Maar gelukkig hebben we nog huisdieren. Vooral honden brengen grondbacteriën mee naar binnen, en fecale natuurlijk, die ze gretig verspreiden wanneer ze ons enthousiast welkom heten. Wat vies, denken we dan, zo’n hond die eerst aan de kont van een andere hond likt en dan aan ons gezicht, maar volgens de laatste inzichten zou dit onze darmflora weleens te goede kunnen komen. Die hebben het immers steeds moeilijker in onze steriele huizen.

Lessen van een grottensprinkhaan

De grottensprinkhaan is nogal schuw en komt wereldwijd in kelders en grotten voor. In de Zuid-Franse Grotte des Trois-Frères is er zelfs een 32.000 jaar oude wandtekening van gevonden. Volstrekt onbelangrijk leek dat beest, tot men ontdekte dat het bacteriën bevat die zwarte loog kunnen verteren, het taaie en schadelijke goedje dat achterblijft wanneer je van een boom een hoop papier hebt gemaakt. We kunnen die sprinkhaan dus maar beter in ere houden, want misschien toont hij ons wel hoe we uit schadelijk afval bruikbare energie kunnen puren. En zo zijn er wel meer. De huisvlieg maakt bijvoorbeeld een antibioticum dat zwammen bestrijdt, en spinrag blijkt een licht en beresterk bouwmateriaal.

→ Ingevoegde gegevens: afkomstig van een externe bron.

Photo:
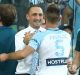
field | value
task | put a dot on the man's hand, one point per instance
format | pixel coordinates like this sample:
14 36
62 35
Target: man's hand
27 37
72 69
3 57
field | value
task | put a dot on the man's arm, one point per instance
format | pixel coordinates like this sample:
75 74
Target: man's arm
17 55
75 64
66 14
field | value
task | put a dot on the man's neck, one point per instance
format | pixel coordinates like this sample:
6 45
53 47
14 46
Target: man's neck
1 24
78 1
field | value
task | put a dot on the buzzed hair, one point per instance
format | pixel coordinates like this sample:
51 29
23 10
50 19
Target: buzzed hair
52 13
32 7
7 14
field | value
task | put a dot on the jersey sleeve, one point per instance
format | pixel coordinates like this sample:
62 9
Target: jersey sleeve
35 41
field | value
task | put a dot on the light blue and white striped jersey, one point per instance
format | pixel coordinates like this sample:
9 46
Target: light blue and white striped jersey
50 44
75 6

Het sprookje van de kakkerlak en de wesp

Duitse kakkerlakken hebben in een paar eeuwen tijd de hele aarde veroverd, van de evenaar tot de polen. Alleen in het ISS komen ze niet voor. Niet alleen zorgt zo’n beest in een jaar voor duizend nakomelingen, die blijken dan ook nog eens heel moeilijk te bestrijden. De combinatie van vergif met glucose als lokmiddel heeft bijvoorbeeld maar kort gewerkt. De kakkerlakken ontwikkelden gewoon een afkeer voor glucose. Steeds nieuwere en sterkere chemische middelen ontwikkelen is echter niet de weg vooruit, aangezien de kakkerlak ook natuurlijke vijanden heeft, zoals een klein wespje dat haar eitjes legt in de eipakketjes van de kakkerlak, waarna de made die allemaal lekker opeet.

Van muizen en mensen

Honden en katten overspoelen ons niet alleen met liefde en nuttige bacteriën, ze kunnen ons ook ziek maken. Honden kunnen met hun natte tong wormeneitjes overbrengen en katten bezorgen ons het vooral voor zwangere vrouwen gevaarlijke toxoplasmosa gondii. Deze parasiet kan alleen paren in de kat. De eitjes komen met de uitwerpselen naar buiten en belanden in het beste geval tussen het voedsel van ratten en muizen die er een merkwaardige gedragsstoornis aan overhouden. Opeens worden ze overmoedig en roekeloos, waardoor ze een makkelijker prooi zijn voor de kat en de cirkel rond is. Uit onderzoek is gebleken dat ook mensen die besmet zijn met toxoplasmosa gondii makkelijker risico’s nemen en meer auto-ongelukken veroorzaken. Er zou zelfs een verband zijn met schizofrenie.

Rob Dunn – Nooit alleen thuis: het verrassend veelzijdige dierenleven achter onze voordeur, Balans, 352 p., 23,99 euro.